Friday, May 20, 2005

Google is fun, U.S. fiscal recklessness - not so much

If y'all didn't know, Google has a new homepage thing that's similar to My Yahoo, what with the customizable menus and news feeds and whatnot. I think you need a gmail account to use it, but maybe not. If you need a Gmail invite, let me know, i've got like a zillion and three to give away. Gmail is pretty nifty, what with the conversation-like email feature.
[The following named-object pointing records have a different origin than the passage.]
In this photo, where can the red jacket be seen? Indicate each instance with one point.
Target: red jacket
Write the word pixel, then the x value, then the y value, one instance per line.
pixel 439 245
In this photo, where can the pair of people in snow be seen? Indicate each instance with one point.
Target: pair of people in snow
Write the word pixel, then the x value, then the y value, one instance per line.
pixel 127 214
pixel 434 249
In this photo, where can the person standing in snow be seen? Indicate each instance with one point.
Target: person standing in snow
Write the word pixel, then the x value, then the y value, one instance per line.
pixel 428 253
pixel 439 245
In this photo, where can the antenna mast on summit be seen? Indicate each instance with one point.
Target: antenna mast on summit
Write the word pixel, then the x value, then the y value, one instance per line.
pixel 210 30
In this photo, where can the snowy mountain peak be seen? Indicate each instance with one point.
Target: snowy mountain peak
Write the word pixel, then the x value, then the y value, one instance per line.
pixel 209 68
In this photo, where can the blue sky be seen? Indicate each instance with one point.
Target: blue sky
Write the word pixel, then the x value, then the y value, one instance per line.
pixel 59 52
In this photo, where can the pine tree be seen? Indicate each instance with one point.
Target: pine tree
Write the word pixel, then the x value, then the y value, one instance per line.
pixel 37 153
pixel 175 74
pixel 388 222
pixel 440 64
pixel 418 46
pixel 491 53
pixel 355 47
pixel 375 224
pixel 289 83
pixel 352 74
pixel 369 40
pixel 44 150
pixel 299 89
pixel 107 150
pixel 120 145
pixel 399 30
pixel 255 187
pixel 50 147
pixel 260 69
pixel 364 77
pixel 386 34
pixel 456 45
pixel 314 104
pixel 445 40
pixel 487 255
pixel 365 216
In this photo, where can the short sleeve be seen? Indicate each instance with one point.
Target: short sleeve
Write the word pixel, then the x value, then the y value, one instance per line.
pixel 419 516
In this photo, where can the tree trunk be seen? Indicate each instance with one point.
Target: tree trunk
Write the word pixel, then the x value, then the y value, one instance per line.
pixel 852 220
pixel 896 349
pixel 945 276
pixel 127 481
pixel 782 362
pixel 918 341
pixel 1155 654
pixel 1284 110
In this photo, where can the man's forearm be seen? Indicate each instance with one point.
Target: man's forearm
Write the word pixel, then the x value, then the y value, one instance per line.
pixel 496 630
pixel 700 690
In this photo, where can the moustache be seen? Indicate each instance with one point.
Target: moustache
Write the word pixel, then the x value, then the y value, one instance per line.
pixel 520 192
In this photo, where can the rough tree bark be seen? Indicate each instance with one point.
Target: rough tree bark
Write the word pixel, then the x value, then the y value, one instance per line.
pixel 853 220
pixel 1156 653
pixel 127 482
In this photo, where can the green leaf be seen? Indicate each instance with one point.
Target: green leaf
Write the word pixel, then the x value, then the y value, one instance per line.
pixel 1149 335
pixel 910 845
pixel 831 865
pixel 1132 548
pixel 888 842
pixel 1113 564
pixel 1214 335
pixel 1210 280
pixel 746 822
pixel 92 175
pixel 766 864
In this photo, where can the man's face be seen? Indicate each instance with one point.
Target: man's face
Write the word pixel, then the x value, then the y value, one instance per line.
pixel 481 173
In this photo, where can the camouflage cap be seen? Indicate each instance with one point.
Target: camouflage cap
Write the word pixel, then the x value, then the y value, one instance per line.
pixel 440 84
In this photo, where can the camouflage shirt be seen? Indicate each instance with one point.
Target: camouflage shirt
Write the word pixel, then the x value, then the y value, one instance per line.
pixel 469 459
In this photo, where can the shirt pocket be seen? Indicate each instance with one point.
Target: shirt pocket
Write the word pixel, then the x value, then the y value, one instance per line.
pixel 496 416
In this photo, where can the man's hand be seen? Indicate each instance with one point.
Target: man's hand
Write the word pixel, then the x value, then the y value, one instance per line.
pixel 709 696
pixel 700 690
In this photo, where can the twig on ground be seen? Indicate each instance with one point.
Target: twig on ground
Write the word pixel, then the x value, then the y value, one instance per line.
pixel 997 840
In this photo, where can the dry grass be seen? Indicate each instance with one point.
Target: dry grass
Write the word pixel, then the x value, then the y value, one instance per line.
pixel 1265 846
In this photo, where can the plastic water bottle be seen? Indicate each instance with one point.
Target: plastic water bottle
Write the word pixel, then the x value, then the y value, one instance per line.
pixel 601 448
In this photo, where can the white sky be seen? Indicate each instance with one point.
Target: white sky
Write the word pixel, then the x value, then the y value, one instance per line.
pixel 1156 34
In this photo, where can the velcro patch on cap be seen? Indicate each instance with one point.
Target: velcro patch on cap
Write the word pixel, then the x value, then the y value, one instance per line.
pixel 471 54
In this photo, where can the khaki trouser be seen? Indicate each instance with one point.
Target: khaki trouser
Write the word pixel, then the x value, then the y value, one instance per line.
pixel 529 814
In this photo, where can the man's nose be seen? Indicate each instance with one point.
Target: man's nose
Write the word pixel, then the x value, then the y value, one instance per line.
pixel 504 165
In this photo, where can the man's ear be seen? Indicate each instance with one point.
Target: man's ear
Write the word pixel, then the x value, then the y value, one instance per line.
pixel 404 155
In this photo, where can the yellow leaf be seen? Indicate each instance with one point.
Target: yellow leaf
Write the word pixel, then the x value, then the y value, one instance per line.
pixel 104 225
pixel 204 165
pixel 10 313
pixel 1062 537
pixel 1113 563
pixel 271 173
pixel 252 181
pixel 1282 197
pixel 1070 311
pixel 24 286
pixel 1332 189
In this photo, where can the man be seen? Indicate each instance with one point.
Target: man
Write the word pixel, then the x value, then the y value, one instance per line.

As per usual, Krugman rocks the house with his common sense regarding the yuan and the dollar:
Money is pouring into China, both because of its rapidly rising trade surplus and because of investments by Western and Japanese companies. Normally, this inflow of funds would be self-correcting: both China's trade surplus and the foreign investment pouring in would push up the value of the yuan, China's currency, making China's exports less competitive and shrinking its trade surplus.

But the Chinese government, unwilling to let that happen, has kept the yuan down by shipping the incoming funds right back out again, buying huge quantities of dollar assets - about $200 billion worth in 2004, and possibly as much as $300 billion worth this year. This is economically perverse: China, a poor country where capital is still scarce by Western standards, is lending vast sums at low interest rates to the United States.

Yet the U.S. has become dependent on this perverse behavior. Dollar purchases by China and other foreign governments have temporarily insulated the U.S. economy from the effects of huge budget deficits. This money flowing in from abroad has kept U.S. interest rates low despite the enormous government borrowing required to cover the budget deficit.

Low interest rates, in turn, have been crucial to America's housing boom. And soaring house prices don't just create construction jobs; they also support consumer spending because many homeowners have converted rising house values into cash by refinancing their mortgages.